Post » Czw lut 20, 2014 19:04 Re: wysoka kreatynina :(

Moja kotka miała torbiele na obu nerkach i wykryliśmy to dopiero jak miała prawie 9 lat. Były tak wielkie, że nie było widać nerek.
Wielotorbielowatość nerek jest chorobą genetyczną i niestety nie ma na nią lekarstwa, bo torbiele rosną już od momentu narodzin kota. Można dietą wspomagać pracę nerek, ale tu nie chodzi o dietę niskobiałkową, bo białko jest potrzebne kotu, a raczej o dietę niskofosforową. Dobrej jakości karmy mają mniej fosforu niż te polecane przez wetów. Poczytaj wątki dla nerkowców tam jest wiele dobrych porad. Sucha karma niestety zabiera wodę z organizmu, a u kota nerkowego ważna jest jej odpowiednia ilość.
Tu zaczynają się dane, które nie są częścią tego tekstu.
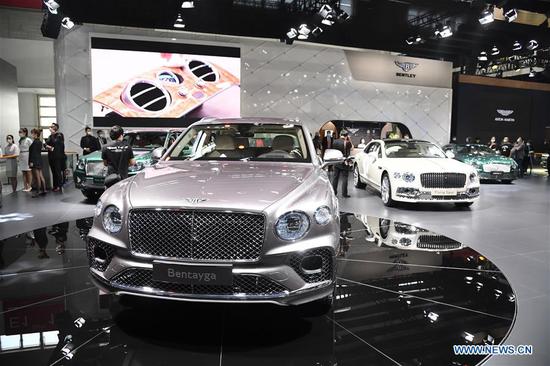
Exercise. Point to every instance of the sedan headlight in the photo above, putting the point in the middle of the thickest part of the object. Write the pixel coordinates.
(292, 225)
(407, 176)
(98, 208)
(81, 165)
(322, 215)
(112, 220)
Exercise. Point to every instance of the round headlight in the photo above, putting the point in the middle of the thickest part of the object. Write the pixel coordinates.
(408, 177)
(98, 208)
(112, 220)
(322, 215)
(292, 225)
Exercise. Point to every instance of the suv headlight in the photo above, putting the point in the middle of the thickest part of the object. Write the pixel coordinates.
(292, 225)
(322, 215)
(112, 220)
(81, 165)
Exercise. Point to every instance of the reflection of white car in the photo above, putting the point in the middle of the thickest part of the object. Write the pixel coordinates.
(415, 171)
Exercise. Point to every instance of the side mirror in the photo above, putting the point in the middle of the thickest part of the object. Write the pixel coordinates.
(332, 157)
(157, 153)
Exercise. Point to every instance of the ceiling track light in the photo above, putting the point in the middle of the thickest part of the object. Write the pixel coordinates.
(511, 15)
(179, 22)
(487, 16)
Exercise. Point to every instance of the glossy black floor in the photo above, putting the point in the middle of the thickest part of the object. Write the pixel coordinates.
(405, 295)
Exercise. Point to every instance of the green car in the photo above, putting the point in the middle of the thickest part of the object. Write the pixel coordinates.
(489, 164)
(90, 172)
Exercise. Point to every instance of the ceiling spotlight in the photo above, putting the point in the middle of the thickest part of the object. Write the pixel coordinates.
(511, 15)
(444, 32)
(179, 22)
(67, 23)
(487, 16)
(532, 45)
(52, 6)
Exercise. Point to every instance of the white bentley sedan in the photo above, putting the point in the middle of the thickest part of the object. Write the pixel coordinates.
(415, 171)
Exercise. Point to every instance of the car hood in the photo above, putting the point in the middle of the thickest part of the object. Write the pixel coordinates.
(248, 186)
(427, 165)
(138, 154)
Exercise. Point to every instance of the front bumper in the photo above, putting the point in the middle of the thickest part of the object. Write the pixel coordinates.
(277, 279)
(417, 195)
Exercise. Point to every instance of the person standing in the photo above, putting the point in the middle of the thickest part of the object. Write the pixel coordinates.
(118, 155)
(89, 143)
(517, 153)
(24, 144)
(12, 152)
(344, 145)
(35, 163)
(56, 155)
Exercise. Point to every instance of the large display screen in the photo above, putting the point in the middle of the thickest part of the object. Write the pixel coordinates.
(155, 84)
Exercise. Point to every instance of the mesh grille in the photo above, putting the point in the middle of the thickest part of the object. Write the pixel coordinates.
(109, 251)
(326, 272)
(197, 235)
(134, 278)
(443, 180)
(437, 242)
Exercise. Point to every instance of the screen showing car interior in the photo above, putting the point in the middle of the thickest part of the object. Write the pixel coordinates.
(153, 84)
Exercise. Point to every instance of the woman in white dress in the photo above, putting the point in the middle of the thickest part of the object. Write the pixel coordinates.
(11, 152)
(24, 143)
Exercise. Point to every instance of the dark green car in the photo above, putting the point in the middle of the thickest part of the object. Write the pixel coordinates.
(90, 172)
(489, 164)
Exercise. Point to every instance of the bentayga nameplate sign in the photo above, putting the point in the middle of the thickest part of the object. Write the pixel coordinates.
(385, 68)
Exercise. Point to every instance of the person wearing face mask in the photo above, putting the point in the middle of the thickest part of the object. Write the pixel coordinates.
(101, 137)
(24, 144)
(88, 142)
(11, 152)
(56, 155)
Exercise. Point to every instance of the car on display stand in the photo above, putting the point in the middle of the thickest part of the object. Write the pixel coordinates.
(414, 171)
(236, 210)
(490, 165)
(90, 172)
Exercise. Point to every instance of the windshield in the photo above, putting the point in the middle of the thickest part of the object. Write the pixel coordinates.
(480, 150)
(413, 149)
(242, 141)
(145, 139)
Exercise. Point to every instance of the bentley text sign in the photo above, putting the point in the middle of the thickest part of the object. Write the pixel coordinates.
(387, 68)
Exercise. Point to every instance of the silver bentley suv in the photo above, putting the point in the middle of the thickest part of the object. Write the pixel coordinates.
(236, 210)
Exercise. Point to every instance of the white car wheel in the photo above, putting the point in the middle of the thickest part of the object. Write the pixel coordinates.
(385, 191)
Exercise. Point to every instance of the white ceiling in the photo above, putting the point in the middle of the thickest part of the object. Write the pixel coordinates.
(33, 60)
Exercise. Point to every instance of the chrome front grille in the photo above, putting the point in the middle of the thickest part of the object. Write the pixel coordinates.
(243, 284)
(196, 235)
(96, 169)
(437, 242)
(443, 180)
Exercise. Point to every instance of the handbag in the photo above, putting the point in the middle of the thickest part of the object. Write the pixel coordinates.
(114, 178)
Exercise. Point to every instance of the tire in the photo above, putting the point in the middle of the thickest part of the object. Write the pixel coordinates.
(357, 178)
(385, 191)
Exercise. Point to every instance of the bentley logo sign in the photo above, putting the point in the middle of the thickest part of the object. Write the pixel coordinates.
(195, 200)
(505, 112)
(406, 67)
(505, 115)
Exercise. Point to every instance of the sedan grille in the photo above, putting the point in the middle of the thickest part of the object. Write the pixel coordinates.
(243, 284)
(196, 235)
(96, 169)
(437, 242)
(443, 180)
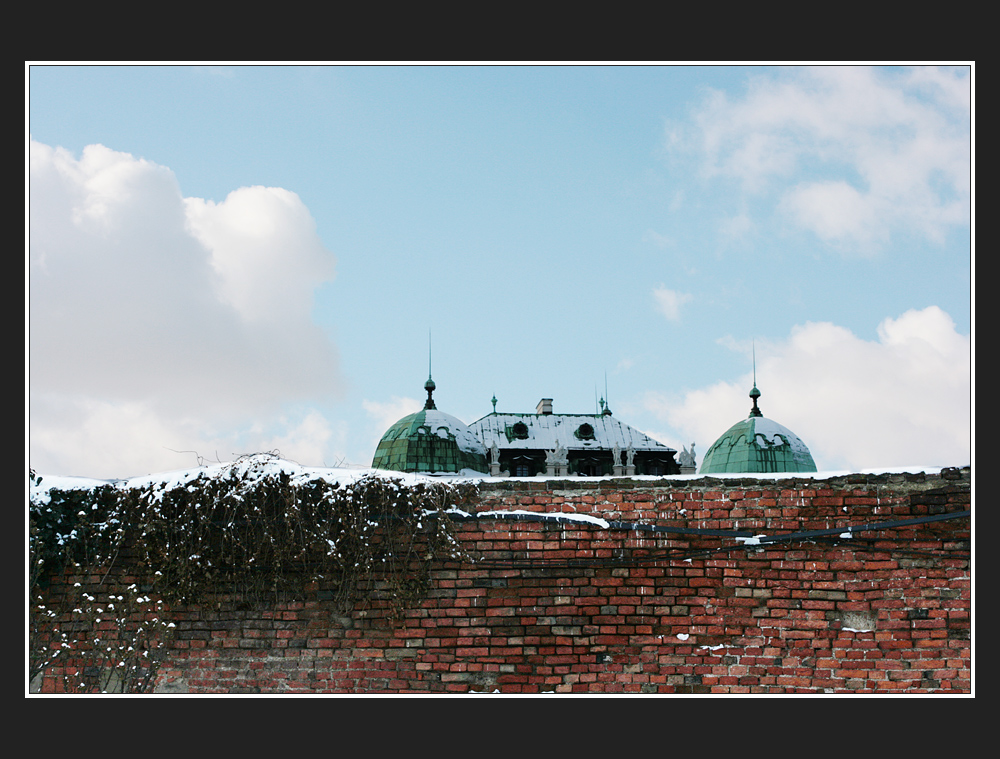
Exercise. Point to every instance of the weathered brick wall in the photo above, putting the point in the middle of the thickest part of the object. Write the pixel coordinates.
(576, 606)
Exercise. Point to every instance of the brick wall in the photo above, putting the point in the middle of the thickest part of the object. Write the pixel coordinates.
(560, 602)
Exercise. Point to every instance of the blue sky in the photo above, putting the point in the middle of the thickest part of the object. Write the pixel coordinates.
(228, 259)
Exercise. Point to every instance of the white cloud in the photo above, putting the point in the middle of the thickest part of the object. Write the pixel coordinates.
(151, 324)
(888, 150)
(386, 413)
(669, 302)
(904, 399)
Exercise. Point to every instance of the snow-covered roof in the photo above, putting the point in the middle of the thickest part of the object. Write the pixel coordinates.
(545, 430)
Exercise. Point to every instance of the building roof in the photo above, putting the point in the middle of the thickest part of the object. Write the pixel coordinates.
(757, 445)
(571, 431)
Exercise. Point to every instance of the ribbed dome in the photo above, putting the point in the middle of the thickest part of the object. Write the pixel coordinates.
(757, 445)
(430, 441)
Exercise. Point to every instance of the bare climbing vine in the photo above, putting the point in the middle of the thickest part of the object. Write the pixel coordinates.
(251, 533)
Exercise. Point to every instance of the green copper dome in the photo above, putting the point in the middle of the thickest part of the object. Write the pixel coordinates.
(430, 441)
(757, 445)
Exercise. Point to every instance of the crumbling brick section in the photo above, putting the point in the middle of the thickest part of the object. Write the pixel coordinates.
(686, 586)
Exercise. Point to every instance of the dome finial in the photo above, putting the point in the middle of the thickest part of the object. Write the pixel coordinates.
(755, 393)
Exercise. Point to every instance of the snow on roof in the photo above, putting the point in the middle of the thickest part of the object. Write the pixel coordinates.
(772, 432)
(545, 430)
(441, 424)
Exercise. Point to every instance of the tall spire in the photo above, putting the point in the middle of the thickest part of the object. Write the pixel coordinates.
(755, 393)
(429, 384)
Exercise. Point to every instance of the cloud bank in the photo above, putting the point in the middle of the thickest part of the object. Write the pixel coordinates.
(888, 151)
(903, 399)
(155, 321)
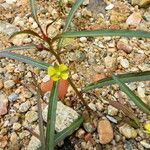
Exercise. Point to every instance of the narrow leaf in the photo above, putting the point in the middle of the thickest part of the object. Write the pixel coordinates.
(71, 14)
(39, 106)
(107, 32)
(127, 111)
(128, 77)
(24, 59)
(137, 101)
(31, 46)
(68, 131)
(31, 32)
(69, 17)
(33, 10)
(51, 118)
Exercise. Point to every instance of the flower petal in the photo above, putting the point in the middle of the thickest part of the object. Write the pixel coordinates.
(63, 68)
(64, 76)
(51, 71)
(55, 78)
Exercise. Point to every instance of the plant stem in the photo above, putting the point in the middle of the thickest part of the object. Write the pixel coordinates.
(51, 118)
(78, 93)
(41, 125)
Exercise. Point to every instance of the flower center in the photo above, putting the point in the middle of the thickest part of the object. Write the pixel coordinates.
(58, 73)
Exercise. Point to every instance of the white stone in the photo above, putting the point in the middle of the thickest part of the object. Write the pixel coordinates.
(3, 104)
(83, 39)
(112, 111)
(109, 7)
(7, 28)
(9, 84)
(10, 1)
(64, 116)
(128, 131)
(124, 63)
(110, 62)
(16, 126)
(24, 106)
(31, 116)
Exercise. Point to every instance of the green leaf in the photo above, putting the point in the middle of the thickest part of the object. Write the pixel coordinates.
(33, 10)
(127, 111)
(137, 101)
(26, 32)
(68, 131)
(24, 59)
(128, 77)
(70, 17)
(31, 46)
(51, 117)
(106, 32)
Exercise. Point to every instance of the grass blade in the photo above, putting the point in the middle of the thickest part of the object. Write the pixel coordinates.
(31, 46)
(24, 59)
(128, 77)
(33, 10)
(51, 118)
(69, 18)
(107, 32)
(137, 101)
(127, 111)
(68, 131)
(26, 32)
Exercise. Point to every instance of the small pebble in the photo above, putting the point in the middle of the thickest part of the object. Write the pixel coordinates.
(128, 131)
(105, 131)
(124, 63)
(13, 97)
(83, 39)
(110, 63)
(10, 1)
(31, 116)
(3, 104)
(112, 111)
(109, 7)
(123, 45)
(111, 119)
(16, 126)
(9, 84)
(134, 19)
(80, 133)
(88, 127)
(145, 144)
(24, 106)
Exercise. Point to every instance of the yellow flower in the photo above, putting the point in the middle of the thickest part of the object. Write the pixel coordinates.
(58, 72)
(147, 128)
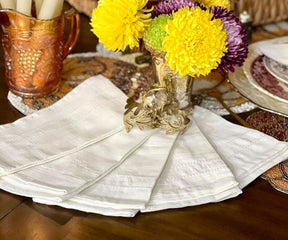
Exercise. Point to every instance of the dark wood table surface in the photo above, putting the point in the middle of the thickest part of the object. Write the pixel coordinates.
(260, 212)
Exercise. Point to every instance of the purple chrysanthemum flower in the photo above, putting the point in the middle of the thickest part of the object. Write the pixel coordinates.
(168, 6)
(237, 40)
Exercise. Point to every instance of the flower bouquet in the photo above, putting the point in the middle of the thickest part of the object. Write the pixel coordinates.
(186, 39)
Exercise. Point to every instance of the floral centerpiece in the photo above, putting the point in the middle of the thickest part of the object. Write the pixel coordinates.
(186, 38)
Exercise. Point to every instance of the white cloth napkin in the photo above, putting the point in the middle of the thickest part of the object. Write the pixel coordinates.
(247, 152)
(195, 174)
(64, 128)
(99, 168)
(276, 51)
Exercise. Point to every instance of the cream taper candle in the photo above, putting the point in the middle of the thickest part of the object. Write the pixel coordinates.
(24, 6)
(50, 9)
(8, 4)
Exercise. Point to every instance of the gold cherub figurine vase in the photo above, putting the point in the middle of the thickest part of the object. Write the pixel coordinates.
(165, 104)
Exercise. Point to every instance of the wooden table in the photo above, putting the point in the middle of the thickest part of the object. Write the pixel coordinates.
(259, 213)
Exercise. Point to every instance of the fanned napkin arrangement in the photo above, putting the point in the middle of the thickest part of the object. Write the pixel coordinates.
(76, 154)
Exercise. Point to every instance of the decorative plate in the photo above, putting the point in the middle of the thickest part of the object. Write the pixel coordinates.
(278, 70)
(248, 87)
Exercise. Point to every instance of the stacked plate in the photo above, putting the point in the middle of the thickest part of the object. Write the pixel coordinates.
(263, 80)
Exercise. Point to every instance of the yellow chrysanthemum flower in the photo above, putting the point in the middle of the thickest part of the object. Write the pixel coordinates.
(119, 24)
(194, 44)
(215, 3)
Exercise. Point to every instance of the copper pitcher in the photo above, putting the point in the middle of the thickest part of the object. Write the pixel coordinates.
(34, 51)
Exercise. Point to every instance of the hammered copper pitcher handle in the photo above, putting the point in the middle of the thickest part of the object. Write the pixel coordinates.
(74, 16)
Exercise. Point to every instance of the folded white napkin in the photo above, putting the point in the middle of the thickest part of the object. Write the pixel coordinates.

Jeżeli zbierzesz komplet wyników to napisz maila lub umów się na wizytę z dr Neską - to bardzo dobry specjalista od chorób nerkowych, prowadzi nawet bardzo trudne przypadki. Twój kotek jest młody i warto zawalczyć o jego długie i szczęśliwe życie.

Jeżeli torbiel jest tylko jedna to poszukaj artykułów o ostrzykiwaniu torbieli, gdzieś czytałam, że to jakaś nowatorska metoda, wstrzykuje się coś do torbieli i ona wysycha. Kotek ma ich ilość zakodowaną genetycznie.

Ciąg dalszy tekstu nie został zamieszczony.